# bevy-sensor
A Rust library and CLI for capturing multi-view images (RGBA + Depth) of 3D objects, specifically designed for the [Thousand Brains Project](https://github.com/thousandbrainsproject/tbp.monty) sensor simulation.
This crate serves as the visual sensor module for the [neocortx](https://github.com/killerapp/neocortx) project, providing TBP-compatible sensor data (64x64 resolution, specific camera intrinsics) from YCB dataset models.

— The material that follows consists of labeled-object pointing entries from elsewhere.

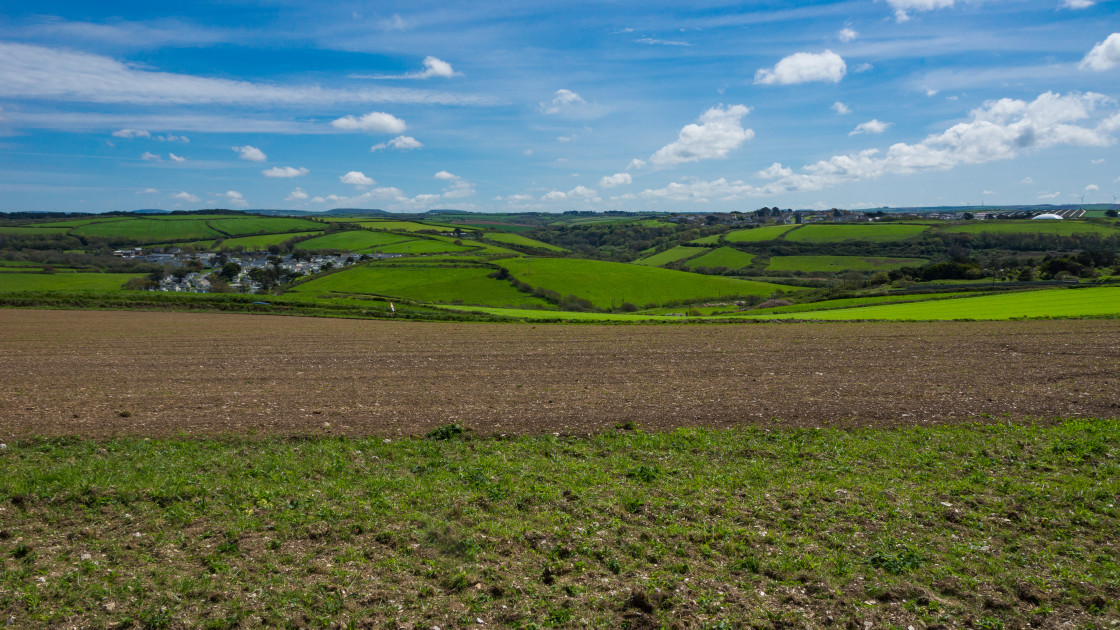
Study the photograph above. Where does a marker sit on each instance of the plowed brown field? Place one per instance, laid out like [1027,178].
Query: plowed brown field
[104,373]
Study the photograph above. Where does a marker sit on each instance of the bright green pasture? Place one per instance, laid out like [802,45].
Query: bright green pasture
[409,225]
[523,241]
[236,227]
[422,246]
[614,283]
[1064,228]
[849,302]
[841,263]
[423,283]
[45,229]
[838,232]
[722,257]
[63,281]
[1094,302]
[678,252]
[357,240]
[149,230]
[262,241]
[765,233]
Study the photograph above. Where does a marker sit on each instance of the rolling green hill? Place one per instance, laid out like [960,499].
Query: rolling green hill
[606,284]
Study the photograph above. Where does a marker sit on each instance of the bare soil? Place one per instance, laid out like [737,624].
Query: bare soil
[109,373]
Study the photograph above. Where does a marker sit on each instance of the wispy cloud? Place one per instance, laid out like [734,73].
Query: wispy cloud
[38,72]
[285,172]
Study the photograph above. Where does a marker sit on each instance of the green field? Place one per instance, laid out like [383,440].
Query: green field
[841,263]
[673,255]
[238,227]
[722,257]
[1064,228]
[523,241]
[423,283]
[423,246]
[839,232]
[149,230]
[1094,302]
[11,283]
[606,284]
[358,240]
[409,225]
[982,526]
[262,241]
[765,233]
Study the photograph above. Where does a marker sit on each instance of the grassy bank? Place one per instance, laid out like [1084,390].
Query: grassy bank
[987,526]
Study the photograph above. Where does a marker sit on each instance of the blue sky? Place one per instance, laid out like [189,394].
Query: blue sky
[540,105]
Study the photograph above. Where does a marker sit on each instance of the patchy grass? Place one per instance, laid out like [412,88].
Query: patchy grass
[981,526]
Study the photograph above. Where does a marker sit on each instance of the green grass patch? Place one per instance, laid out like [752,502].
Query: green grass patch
[1064,228]
[357,240]
[523,241]
[722,257]
[673,255]
[149,230]
[978,526]
[1093,302]
[839,232]
[606,284]
[253,243]
[758,234]
[841,263]
[78,281]
[422,283]
[262,224]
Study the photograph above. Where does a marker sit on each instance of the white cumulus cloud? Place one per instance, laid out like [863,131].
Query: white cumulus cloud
[285,172]
[803,67]
[380,122]
[873,126]
[402,142]
[562,101]
[717,132]
[250,153]
[356,178]
[1104,56]
[616,179]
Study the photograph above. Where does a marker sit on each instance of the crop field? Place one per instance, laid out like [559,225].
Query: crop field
[614,283]
[841,263]
[422,283]
[673,255]
[150,230]
[16,281]
[524,241]
[261,241]
[1094,302]
[238,227]
[1058,228]
[838,232]
[758,234]
[215,471]
[722,257]
[360,241]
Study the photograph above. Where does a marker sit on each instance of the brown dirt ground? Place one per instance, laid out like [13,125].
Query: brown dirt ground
[109,373]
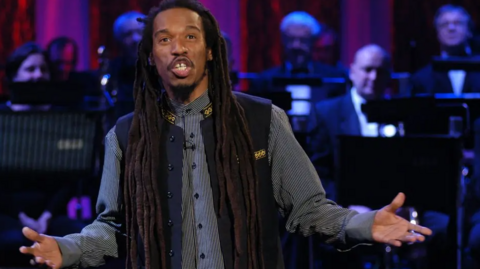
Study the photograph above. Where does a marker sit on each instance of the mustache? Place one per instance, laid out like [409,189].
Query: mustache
[180,58]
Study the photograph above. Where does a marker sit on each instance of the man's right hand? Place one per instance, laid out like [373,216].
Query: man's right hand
[45,249]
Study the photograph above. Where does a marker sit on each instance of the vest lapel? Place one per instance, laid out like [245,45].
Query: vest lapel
[224,223]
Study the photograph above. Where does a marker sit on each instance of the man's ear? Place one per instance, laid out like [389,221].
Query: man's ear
[151,62]
[209,55]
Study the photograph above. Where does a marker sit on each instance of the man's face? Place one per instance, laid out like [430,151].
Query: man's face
[179,48]
[63,60]
[32,69]
[297,41]
[452,29]
[370,73]
[131,34]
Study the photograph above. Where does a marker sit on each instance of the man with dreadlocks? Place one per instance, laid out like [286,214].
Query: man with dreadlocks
[193,178]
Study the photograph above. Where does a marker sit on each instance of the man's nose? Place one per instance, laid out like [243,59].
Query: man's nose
[178,47]
[373,75]
[136,37]
[37,74]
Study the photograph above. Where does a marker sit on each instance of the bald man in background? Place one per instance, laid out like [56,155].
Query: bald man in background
[370,75]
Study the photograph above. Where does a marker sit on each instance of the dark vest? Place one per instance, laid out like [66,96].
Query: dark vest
[258,114]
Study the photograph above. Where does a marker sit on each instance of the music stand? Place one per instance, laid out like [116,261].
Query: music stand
[52,93]
[53,144]
[469,64]
[371,171]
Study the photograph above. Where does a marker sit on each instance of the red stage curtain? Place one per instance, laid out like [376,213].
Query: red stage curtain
[16,27]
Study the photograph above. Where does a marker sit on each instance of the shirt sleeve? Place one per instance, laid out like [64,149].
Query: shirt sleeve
[105,237]
[300,196]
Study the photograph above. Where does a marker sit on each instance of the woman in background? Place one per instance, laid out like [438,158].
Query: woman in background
[23,202]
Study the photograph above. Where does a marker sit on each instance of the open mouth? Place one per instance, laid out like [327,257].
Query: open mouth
[181,68]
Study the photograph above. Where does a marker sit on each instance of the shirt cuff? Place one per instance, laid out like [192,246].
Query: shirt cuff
[359,228]
[71,252]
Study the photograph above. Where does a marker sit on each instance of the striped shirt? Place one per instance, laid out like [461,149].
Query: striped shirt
[298,192]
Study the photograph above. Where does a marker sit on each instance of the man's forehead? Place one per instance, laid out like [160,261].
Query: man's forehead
[176,17]
[296,29]
[452,15]
[131,24]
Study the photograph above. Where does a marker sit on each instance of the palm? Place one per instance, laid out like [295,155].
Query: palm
[45,249]
[391,229]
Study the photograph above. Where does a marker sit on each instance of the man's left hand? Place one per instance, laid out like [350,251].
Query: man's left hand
[391,229]
[43,222]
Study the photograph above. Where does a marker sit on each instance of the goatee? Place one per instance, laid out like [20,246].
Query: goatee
[182,92]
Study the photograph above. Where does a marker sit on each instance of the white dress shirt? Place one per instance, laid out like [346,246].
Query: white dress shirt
[367,128]
[457,78]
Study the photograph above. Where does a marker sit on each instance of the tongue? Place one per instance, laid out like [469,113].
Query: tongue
[181,73]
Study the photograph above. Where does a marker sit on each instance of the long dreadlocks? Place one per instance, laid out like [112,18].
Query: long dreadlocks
[234,156]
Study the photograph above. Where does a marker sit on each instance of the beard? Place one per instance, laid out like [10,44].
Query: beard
[182,92]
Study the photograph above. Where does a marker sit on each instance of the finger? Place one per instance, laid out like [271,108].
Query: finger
[32,235]
[51,264]
[39,260]
[419,229]
[394,242]
[27,250]
[396,203]
[412,238]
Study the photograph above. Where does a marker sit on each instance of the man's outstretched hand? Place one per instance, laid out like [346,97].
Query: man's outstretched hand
[45,249]
[391,229]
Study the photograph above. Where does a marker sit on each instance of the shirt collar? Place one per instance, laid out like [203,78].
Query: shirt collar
[357,100]
[171,109]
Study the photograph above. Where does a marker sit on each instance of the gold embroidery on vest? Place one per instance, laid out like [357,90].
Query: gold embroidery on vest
[168,116]
[207,111]
[260,154]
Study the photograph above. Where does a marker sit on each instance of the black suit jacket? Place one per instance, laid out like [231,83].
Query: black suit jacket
[264,82]
[327,120]
[427,80]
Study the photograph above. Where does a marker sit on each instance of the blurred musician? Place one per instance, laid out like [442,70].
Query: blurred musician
[27,63]
[62,53]
[370,74]
[453,25]
[128,33]
[299,31]
[41,206]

This crate is intentionally narrow in scope: it exists to support TBP-compatible capture workflows, with NeoCortx as the primary downstream consumer. Public API changes should favor practical downstream utility over broad generalization.
## Features
- **TBP-Compatible:** Matches Habitat sensor specifications (resolution, coordinate systems).
- **Multi-View:** Captures objects from spherical viewpoints (yaw/pitch).
- **YCB Integration:** Auto-downloads and caches [YCB Benchmark](https://www.ycbbenchmarks.com/) models.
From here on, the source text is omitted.